A quiet athlete, Douglass prefers to let her results speak for themselves. But she does like speaking about her research at UVA. 

Douglass matriculated at UVA as a computer science major, then discovered statistics, allowing her to combine an interest in math with computer science. Then she met Dr. Ken Ono, a world-renowned theoretical mathematician at UVA who began applying data analytics to swimming when he was a professor at Emory University in 2018. 

Douglass had never considered applying data gathered from her stroke patterns and the wavelets she left in her wake to her stroke efficiency. But after Dr. Ono began working with the UVA swim team in 2020-2021, she quickly saw the benefit. 

“Once he started working with us, I realized that a lot of the stuff I was learning in class was basically what he was applying to swimming,” said Douglass, who is now pursuing a master’s degree at UVA in statistics, including independent study with Dr. Ono.

To gather data, Dr. Ono and his team attach sensitive accelerometers fitted with internal gyroscopes and directional force meters to swimmers. These instruments provide data to assemble an athlete’s digital twin.

Using Newton’s laws of motion and applied fluid dynamics, they analyze the data and can make recommendations to improve technique and race strategy.

Douglass summarized how effective the data is in an academic paper, titled “Swimming in Data”(published March 24, 2024, in The Mathematical Intelligencer), on which she is the lead author. She used herself as an example in the paper, illustrating her breaststroke technique and how, compared to five-time Olympic medalist Lilly King, her head position was creating drag.

“After 36 months of work, Douglass’s improved technique resulted in a 0.11 second savings on average per streamline glide, which amounts to 0.44 seconds in the 200-meter breaststroke event,” wrote Douglass et al. “Is that savings significant? Twelve weeks after this test, Douglass broke the twelve-year-old American record in the event with a time of 2 minutes, 19.3 seconds, dipping under the previous mark by 0.29 seconds.”

For further proof of data analytics applied to swimming, Douglass et al. used 2020 Olympian Claire Curzan as an example in the paper. The 19-year-old swimmer transferred from Stanford University to UVA last fall to work with the team’s data analytics. At the 2024 world championships, Curzan won the 50, 100 and 200 backstroke races.

“In all, United States swimmers took home twenty medals,” wrote Douglass et al. “Seven of those were won by women in individual events. In fact, Kate Douglass and Claire Curzan won all seven of them. GoMath!”

Douglass et al. concluded the paper with a look toward Paris 2024.

“Many American swimmers will make Olympic history with medals and records,” they wrote, “and for some, hidden on computers out of sight, will be their digital doppelgängers that were somehow also part of the team.”

Douglass plans to complete her master’s degree in spring 2024.

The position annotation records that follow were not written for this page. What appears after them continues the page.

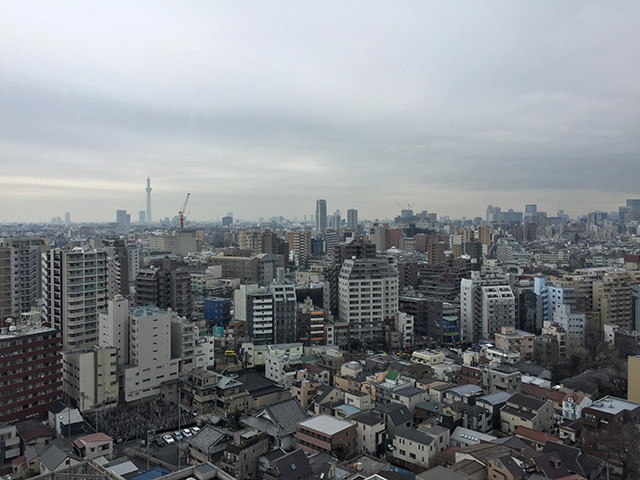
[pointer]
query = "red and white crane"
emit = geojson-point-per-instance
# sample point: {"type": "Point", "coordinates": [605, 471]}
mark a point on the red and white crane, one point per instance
{"type": "Point", "coordinates": [182, 210]}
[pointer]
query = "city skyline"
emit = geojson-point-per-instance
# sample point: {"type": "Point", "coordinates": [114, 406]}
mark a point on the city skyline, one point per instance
{"type": "Point", "coordinates": [261, 111]}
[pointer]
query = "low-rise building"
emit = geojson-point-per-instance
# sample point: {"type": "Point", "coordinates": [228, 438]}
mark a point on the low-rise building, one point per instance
{"type": "Point", "coordinates": [370, 432]}
{"type": "Point", "coordinates": [240, 458]}
{"type": "Point", "coordinates": [522, 410]}
{"type": "Point", "coordinates": [427, 357]}
{"type": "Point", "coordinates": [327, 435]}
{"type": "Point", "coordinates": [9, 442]}
{"type": "Point", "coordinates": [94, 445]}
{"type": "Point", "coordinates": [413, 446]}
{"type": "Point", "coordinates": [513, 340]}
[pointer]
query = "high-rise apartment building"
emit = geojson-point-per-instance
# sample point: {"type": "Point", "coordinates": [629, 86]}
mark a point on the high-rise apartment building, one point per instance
{"type": "Point", "coordinates": [20, 274]}
{"type": "Point", "coordinates": [321, 216]}
{"type": "Point", "coordinates": [486, 305]}
{"type": "Point", "coordinates": [300, 247]}
{"type": "Point", "coordinates": [613, 297]}
{"type": "Point", "coordinates": [75, 290]}
{"type": "Point", "coordinates": [90, 377]}
{"type": "Point", "coordinates": [165, 287]}
{"type": "Point", "coordinates": [270, 313]}
{"type": "Point", "coordinates": [352, 219]}
{"type": "Point", "coordinates": [367, 295]}
{"type": "Point", "coordinates": [250, 240]}
{"type": "Point", "coordinates": [148, 189]}
{"type": "Point", "coordinates": [150, 360]}
{"type": "Point", "coordinates": [30, 371]}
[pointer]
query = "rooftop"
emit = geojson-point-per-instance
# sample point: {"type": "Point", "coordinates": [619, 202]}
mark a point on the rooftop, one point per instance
{"type": "Point", "coordinates": [613, 405]}
{"type": "Point", "coordinates": [147, 311]}
{"type": "Point", "coordinates": [325, 424]}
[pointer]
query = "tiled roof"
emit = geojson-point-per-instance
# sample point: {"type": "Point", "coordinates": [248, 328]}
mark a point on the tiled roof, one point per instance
{"type": "Point", "coordinates": [535, 435]}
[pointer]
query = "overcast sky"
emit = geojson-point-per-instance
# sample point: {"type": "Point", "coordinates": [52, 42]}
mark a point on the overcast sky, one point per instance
{"type": "Point", "coordinates": [262, 107]}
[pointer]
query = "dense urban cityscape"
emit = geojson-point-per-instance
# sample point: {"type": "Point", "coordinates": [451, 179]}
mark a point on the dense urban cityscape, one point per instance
{"type": "Point", "coordinates": [419, 346]}
{"type": "Point", "coordinates": [319, 240]}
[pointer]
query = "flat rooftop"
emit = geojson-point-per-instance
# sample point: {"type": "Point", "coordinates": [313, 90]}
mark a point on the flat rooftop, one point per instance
{"type": "Point", "coordinates": [325, 424]}
{"type": "Point", "coordinates": [613, 405]}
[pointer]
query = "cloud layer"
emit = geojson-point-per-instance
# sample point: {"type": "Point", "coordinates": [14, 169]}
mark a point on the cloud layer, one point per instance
{"type": "Point", "coordinates": [262, 107]}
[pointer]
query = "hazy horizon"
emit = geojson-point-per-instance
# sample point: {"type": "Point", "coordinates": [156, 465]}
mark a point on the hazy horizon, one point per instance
{"type": "Point", "coordinates": [261, 108]}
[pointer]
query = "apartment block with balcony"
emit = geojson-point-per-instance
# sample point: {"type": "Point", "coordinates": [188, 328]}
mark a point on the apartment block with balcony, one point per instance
{"type": "Point", "coordinates": [75, 290]}
{"type": "Point", "coordinates": [30, 372]}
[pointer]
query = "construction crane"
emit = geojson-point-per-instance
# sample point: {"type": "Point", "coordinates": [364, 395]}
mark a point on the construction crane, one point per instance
{"type": "Point", "coordinates": [182, 210]}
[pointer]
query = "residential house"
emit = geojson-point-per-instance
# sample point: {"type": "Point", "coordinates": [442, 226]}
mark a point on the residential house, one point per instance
{"type": "Point", "coordinates": [329, 435]}
{"type": "Point", "coordinates": [240, 458]}
{"type": "Point", "coordinates": [279, 421]}
{"type": "Point", "coordinates": [370, 432]}
{"type": "Point", "coordinates": [94, 445]}
{"type": "Point", "coordinates": [413, 446]}
{"type": "Point", "coordinates": [207, 445]}
{"type": "Point", "coordinates": [522, 410]}
{"type": "Point", "coordinates": [395, 415]}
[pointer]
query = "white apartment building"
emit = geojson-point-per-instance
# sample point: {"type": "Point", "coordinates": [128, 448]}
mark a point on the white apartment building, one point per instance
{"type": "Point", "coordinates": [113, 326]}
{"type": "Point", "coordinates": [90, 377]}
{"type": "Point", "coordinates": [184, 336]}
{"type": "Point", "coordinates": [270, 312]}
{"type": "Point", "coordinates": [367, 294]}
{"type": "Point", "coordinates": [498, 309]}
{"type": "Point", "coordinates": [151, 362]}
{"type": "Point", "coordinates": [572, 322]}
{"type": "Point", "coordinates": [486, 305]}
{"type": "Point", "coordinates": [75, 290]}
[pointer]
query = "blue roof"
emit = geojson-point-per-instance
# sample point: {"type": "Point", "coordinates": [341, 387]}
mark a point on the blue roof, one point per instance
{"type": "Point", "coordinates": [152, 474]}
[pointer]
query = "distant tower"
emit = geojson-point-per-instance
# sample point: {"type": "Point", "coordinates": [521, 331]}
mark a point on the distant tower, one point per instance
{"type": "Point", "coordinates": [148, 200]}
{"type": "Point", "coordinates": [321, 216]}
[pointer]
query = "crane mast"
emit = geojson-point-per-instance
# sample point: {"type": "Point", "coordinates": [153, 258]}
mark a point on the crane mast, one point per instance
{"type": "Point", "coordinates": [182, 210]}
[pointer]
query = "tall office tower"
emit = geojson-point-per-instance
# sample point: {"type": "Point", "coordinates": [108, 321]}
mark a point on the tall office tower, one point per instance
{"type": "Point", "coordinates": [352, 219]}
{"type": "Point", "coordinates": [367, 295]}
{"type": "Point", "coordinates": [300, 247]}
{"type": "Point", "coordinates": [30, 371]}
{"type": "Point", "coordinates": [23, 275]}
{"type": "Point", "coordinates": [530, 212]}
{"type": "Point", "coordinates": [486, 305]}
{"type": "Point", "coordinates": [75, 290]}
{"type": "Point", "coordinates": [321, 216]}
{"type": "Point", "coordinates": [149, 220]}
{"type": "Point", "coordinates": [123, 220]}
{"type": "Point", "coordinates": [166, 287]}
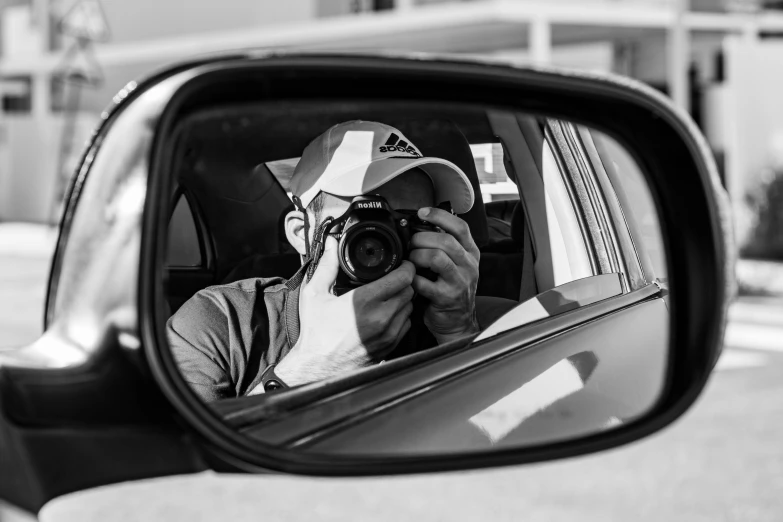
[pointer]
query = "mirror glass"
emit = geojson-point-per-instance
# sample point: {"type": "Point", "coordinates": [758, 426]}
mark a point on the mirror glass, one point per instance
{"type": "Point", "coordinates": [400, 278]}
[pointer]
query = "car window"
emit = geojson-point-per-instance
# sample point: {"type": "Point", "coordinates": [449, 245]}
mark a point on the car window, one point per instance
{"type": "Point", "coordinates": [183, 249]}
{"type": "Point", "coordinates": [570, 260]}
{"type": "Point", "coordinates": [493, 179]}
{"type": "Point", "coordinates": [638, 206]}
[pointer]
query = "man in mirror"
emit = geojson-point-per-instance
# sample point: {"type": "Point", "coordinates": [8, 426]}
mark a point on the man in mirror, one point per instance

While Douglass would ideally compete in four individual events at the Paris Olympic Games, the schedule may dictate that she only try for three — 100 freestyle, 200 breaststroke and 200 IM, plus any relays for which she qualifies. In Paris, the 50 free semifinal is scheduled mere minutes before the 200 IM final.

But Douglass is not thinking about qualifying for Paris or about winning medals once she is there.

“Going to Tokyo helped boost my confidence,” she said. “Now I’m honestly able to get really excited to go race Trials this year. In the past, I got really nervous at these types of events. But I’m just really excited to see how I’ve improved in my training and see what I can do.”

When asked if her daughter could be the next Michael Phelps, Douglass’ mother demurred. “I don’t know anyone else who compares to her really. She’s Kate Douglass!”